Dennis Dammerman’s legacy will stretch across academia, international business, horse racing and anyone touched by his generous spirit.
That spirit gave out Tuesday, when the Saratoga Springs resident died at 67.
In the business world, he will be remembered for his rapid rise through the ranks and long career with General Electric, where he hired and mentored current CEO and Chairman Jeff Immelt, according to a company news release. Dammerman joined GE in 1967 in his 20s and in 1984, at age 38, was tapped to become the youngest CFO in company history.
“I will always be grateful to Dennis for the time he took to help me when I became CEO,” Immelt said in a note to employees. “He was a great mentor, coach and partner.”
He added that Dammerman was also a source for the right answer to any hard questions.
His ties to the area included serving on the New York Racing Association board of directors, as well as spending about a decade on the Skidmore College board of trustees.

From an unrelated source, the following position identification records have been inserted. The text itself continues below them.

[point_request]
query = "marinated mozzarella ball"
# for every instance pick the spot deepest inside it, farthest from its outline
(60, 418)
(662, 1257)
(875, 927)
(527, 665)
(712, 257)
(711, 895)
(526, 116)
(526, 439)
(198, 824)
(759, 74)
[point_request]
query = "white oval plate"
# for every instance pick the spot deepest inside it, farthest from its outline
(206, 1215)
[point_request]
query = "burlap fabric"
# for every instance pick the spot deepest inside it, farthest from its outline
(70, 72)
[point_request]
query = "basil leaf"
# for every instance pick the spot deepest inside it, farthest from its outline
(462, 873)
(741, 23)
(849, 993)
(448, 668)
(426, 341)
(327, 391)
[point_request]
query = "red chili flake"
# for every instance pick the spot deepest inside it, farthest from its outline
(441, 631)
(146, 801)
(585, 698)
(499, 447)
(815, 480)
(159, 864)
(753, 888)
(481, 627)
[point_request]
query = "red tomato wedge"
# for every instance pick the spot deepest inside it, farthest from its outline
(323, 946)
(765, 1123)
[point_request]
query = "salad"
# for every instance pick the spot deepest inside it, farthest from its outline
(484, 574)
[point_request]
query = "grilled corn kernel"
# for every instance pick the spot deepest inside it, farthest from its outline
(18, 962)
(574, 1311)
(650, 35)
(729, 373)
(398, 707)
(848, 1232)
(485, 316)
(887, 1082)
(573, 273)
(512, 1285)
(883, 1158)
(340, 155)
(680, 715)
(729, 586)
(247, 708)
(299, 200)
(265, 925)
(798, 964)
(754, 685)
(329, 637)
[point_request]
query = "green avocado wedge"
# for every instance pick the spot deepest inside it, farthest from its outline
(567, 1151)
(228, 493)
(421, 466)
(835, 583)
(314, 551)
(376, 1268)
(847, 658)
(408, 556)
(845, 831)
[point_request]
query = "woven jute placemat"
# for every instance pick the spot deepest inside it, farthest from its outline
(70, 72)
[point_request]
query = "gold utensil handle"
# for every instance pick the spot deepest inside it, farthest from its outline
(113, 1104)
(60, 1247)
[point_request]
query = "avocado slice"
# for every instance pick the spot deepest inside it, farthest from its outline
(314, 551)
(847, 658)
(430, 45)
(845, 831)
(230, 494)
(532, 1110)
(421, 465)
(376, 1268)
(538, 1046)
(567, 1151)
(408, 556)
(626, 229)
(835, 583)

Michael T. Casey, the college’s vice president for advancement, said Dammerman’s death is a major loss for the community.

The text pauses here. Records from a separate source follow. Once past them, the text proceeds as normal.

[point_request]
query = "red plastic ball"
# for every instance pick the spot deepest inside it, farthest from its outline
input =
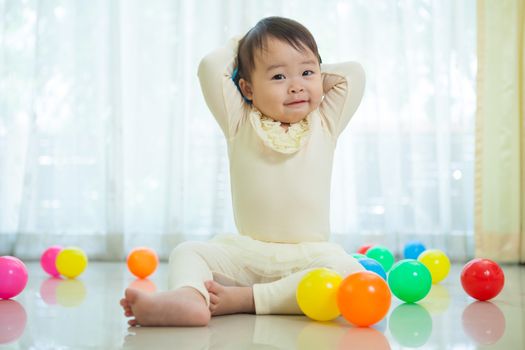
(363, 298)
(482, 279)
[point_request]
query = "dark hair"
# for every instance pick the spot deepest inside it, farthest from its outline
(280, 28)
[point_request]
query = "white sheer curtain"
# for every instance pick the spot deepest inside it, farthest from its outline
(106, 142)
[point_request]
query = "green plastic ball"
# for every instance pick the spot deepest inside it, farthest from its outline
(409, 280)
(382, 255)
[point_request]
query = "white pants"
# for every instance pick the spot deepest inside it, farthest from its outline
(273, 269)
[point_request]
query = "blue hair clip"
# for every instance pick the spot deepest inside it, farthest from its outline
(235, 79)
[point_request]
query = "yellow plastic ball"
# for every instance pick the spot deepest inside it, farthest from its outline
(317, 294)
(437, 263)
(71, 262)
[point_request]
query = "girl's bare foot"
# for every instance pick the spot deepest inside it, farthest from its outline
(229, 300)
(181, 307)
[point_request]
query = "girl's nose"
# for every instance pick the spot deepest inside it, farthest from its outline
(294, 89)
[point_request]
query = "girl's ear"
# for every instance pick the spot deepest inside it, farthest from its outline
(246, 89)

“He was a generous guy in all sort of ways,” Casey said. “He will be missed.”
One example of that generosity was an undisclosed donation Dammerman and his wife, Marsha, made to the Saratoga YMCA in 2006. He was also generous with his time with students, Casey said, noting Dammerman was more than willing to offer advice or help with networking for alumni.
Casey said part of what drew the horse lover to the area and to the college’s board, with which he was very active, was Skidmore’s hunter and jumper show every June. The Dammermans were regulars every year, he said.
Dammerman retired from GE in 2005, when he was serving as vice chairman of the board and an executive officer. At the time, he was also working as director, chairman and CEO of GE Capital Services.
According to a GE news release, Dammerman was honored in 1998 with the Lifetime Achievement Award for CFO Excellence from CFO magazine.
The current chairman and CEO of GE Capital, Keith Sherin, who followed Dammerman as General Electric CFO, credited his predecessor with setting the gold standard for financial leadership development.
“He trained an entire generation of GE financial leaders, and we all owe him a debt of gratitude,” Sherin said in a statement.